Now we group four plots:

# set the overall size of the next plot in (width, height) inches
pylab.figure(figsize=(18, 4))

pylab.subplot(1, 4, 1)   # one row, four columns, plot number 1
pylab.plot(x_values, 'y')

pylab.subplot(1, 4, 2)
pylab.hist(x_values, bins=20, color="r")

pylab.subplot(1, 4, 3)
pylab.hist(y_values, bins=20, color="g")

pylab.subplot(1, 4, 4)
pylab.plot(x_values, y_values, "b.")

pylab.show()

"""suggestions for playing:
- arange the plots in two rows and two columns
- play with the figsize paramter above
- choose "random_hist.pdf" as a file name below !
"""

# we can save this plot to disk, you should find the file in PyCharms project folder afterwards.
# If you want to save only, you can ommit the "pylab.show()" above !
pylab.savefig("random_hist.png")


## Numpy¶

numpy provides data containers for vectors and matrices:

import numpy

x = numpy.arange(0.0, 6.0, 0.25)  # similar to range: arguments are start, excluive upper limit, stepsize
print(repr(x))

array([0.  , 0.25, 0.5 , 0.75, 1.  , 1.25, 1.5 , 1.75, 2.  , 2.25, 2.5 ,
2.75, 3.  , 3.25, 3.5 , 3.75, 4.  , 4.25, 4.5 , 4.75, 5.  , 5.25,
5.5 , 5.75])


numpy vectors are more handy the usual Python lists, so we can apply a single numpy function elementwise to a vector like this:

# to apply a function to all elements of a vector:
y = numpy.sin(x)


(For large vectors this is much faster than performing the same operation with a for loop over lists)

print(y)  # without repr it prints as a regular list, but is still is an numpy array !

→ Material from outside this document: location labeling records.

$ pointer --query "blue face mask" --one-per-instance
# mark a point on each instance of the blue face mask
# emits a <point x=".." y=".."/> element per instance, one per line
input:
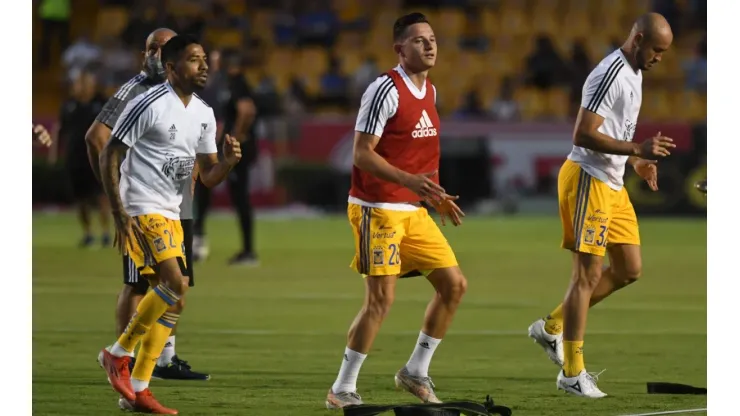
<point x="154" y="68"/>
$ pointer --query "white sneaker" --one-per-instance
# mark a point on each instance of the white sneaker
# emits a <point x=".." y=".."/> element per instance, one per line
<point x="552" y="344"/>
<point x="584" y="384"/>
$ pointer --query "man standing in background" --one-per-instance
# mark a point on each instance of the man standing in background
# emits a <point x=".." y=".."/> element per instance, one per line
<point x="232" y="99"/>
<point x="77" y="114"/>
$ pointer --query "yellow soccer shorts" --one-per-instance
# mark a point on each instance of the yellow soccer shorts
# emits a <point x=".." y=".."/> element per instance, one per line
<point x="594" y="216"/>
<point x="160" y="239"/>
<point x="403" y="243"/>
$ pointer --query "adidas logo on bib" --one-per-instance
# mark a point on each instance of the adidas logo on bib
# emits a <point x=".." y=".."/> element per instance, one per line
<point x="424" y="127"/>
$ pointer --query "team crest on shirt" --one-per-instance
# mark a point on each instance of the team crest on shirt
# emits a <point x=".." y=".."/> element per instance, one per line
<point x="378" y="256"/>
<point x="629" y="130"/>
<point x="590" y="235"/>
<point x="178" y="168"/>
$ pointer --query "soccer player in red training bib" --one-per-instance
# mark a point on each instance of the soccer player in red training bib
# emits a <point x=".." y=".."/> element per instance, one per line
<point x="396" y="157"/>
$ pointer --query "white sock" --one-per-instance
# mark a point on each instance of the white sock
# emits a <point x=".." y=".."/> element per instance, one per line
<point x="139" y="385"/>
<point x="118" y="351"/>
<point x="167" y="352"/>
<point x="347" y="378"/>
<point x="418" y="364"/>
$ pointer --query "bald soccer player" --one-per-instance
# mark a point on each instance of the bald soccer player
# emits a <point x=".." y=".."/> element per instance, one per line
<point x="169" y="365"/>
<point x="595" y="210"/>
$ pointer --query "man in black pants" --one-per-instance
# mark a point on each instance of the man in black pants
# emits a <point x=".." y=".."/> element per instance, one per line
<point x="77" y="113"/>
<point x="239" y="117"/>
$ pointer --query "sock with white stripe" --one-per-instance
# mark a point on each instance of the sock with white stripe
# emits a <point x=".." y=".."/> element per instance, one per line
<point x="418" y="364"/>
<point x="165" y="358"/>
<point x="347" y="379"/>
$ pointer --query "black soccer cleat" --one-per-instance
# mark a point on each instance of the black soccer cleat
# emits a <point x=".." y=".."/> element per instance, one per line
<point x="178" y="370"/>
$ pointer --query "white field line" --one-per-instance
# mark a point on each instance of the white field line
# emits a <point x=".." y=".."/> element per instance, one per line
<point x="287" y="332"/>
<point x="51" y="290"/>
<point x="672" y="412"/>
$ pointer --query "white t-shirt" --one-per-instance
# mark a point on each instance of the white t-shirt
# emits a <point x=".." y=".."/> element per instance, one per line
<point x="163" y="137"/>
<point x="380" y="103"/>
<point x="612" y="90"/>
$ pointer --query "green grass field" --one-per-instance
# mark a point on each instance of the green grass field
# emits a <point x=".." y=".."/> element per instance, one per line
<point x="273" y="337"/>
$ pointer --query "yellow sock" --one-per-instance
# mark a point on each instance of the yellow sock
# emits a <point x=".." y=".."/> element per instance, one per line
<point x="151" y="308"/>
<point x="554" y="321"/>
<point x="151" y="347"/>
<point x="573" y="351"/>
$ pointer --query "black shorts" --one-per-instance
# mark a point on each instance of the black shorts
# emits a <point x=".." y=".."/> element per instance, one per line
<point x="83" y="183"/>
<point x="133" y="278"/>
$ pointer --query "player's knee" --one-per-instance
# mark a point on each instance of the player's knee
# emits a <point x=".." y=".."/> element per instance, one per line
<point x="379" y="302"/>
<point x="454" y="291"/>
<point x="629" y="274"/>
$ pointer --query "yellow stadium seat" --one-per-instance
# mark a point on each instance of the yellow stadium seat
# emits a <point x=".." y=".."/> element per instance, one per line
<point x="656" y="105"/>
<point x="491" y="22"/>
<point x="237" y="7"/>
<point x="224" y="38"/>
<point x="451" y="23"/>
<point x="576" y="24"/>
<point x="514" y="22"/>
<point x="351" y="60"/>
<point x="111" y="22"/>
<point x="689" y="105"/>
<point x="281" y="60"/>
<point x="546" y="22"/>
<point x="313" y="61"/>
<point x="533" y="103"/>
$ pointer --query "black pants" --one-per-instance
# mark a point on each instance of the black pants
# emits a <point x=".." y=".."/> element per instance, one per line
<point x="238" y="182"/>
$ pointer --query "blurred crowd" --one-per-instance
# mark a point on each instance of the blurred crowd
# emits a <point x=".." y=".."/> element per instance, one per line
<point x="499" y="59"/>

[ 0.          0.24740396  0.47942554  0.68163876  0.84147098  0.94898462
0.99749499  0.98398595  0.90929743  0.7780732   0.59847214  0.38166099
0.14112001 -0.10819513 -0.35078323 -0.57156132 -0.7568025  -0.89498936
-0.97753012 -0.99929279 -0.95892427 -0.85893449 -0.70554033 -0.50827908]

y2 = numpy.sin(.75 * x)
pylab.plot(x, y, label="sine")
pylab.plot(x, y2, label="slower sine")
pylab.title("two sines")
pylab.legend()
pylab.show()


### Heatmap¶

import numpy
import pylab

# we use the next statement to adapt the output format if we print numpy data)
numpy.set_printoptions(precision=4, linewidth=100)

# we create a 10 x 10 matrix with random values in range 0.0 to 1.0:
matrix = numpy.random.random((10,10))
print(matrix)

pylab.figure(figsize=(5, 5))  # so we enforce equal sized axes, remove this line and see the difference !
pylab.pcolor(matrix, cmap=pylab.cm.hot)

# play with other colormaps ! (see http://matplotlib.org/examples/color/colormaps_reference.html)
pylab.show()

[[0.8745 0.2913 0.6812 0.8116 0.5561 0.3211 0.3627 0.7007 0.1928 0.4708]
[0.8983 0.4427 0.4127 0.5456 0.4444 0.0888 0.3685 0.0462 0.9977 0.3371]
[0.037  0.2489 0.7584 0.1951 0.5764 0.8399 0.9789 0.0705 0.7282 0.3371]
[0.7199 0.2629 0.9994 0.3374 0.0374 0.8804 0.3298 0.941  0.0133 0.0496]
[0.1104 0.1201 0.1918 0.3    0.0212 0.7441 0.8856 0.2191 0.6653 0.8743]
[0.9103 0.8107 0.9036 0.5548 0.7513 0.379  0.0141 0.5196 0.3581 0.1641]
[0.0494 0.0132 0.8235 0.1342 0.4745 0.5146 0.6767 0.7864 0.2055 0.726 ]
[0.6917 0.3839 0.0767 0.4964 0.3553 0.8096 0.5948 0.5142 0.8777 0.3139]
[0.1228 0.7978 0.5501 0.8882 0.9072 0.7104 0.7393 0.1844 0.5129 0.8373]
[0.8465 0.7171 0.9909 0.7896 0.4152 0.5469 0.3418 0.4266 0.7667 0.1618]]


Try to identify the colors with cell numbers above, what do you observe ???

## Exercise block 5¶

1. Reproduce all examples above, play with them !

2. Plot two histograms in a row: a histogram of the sequence lengths in a given the FASTA file and another histrogram of the AG content of the sequences.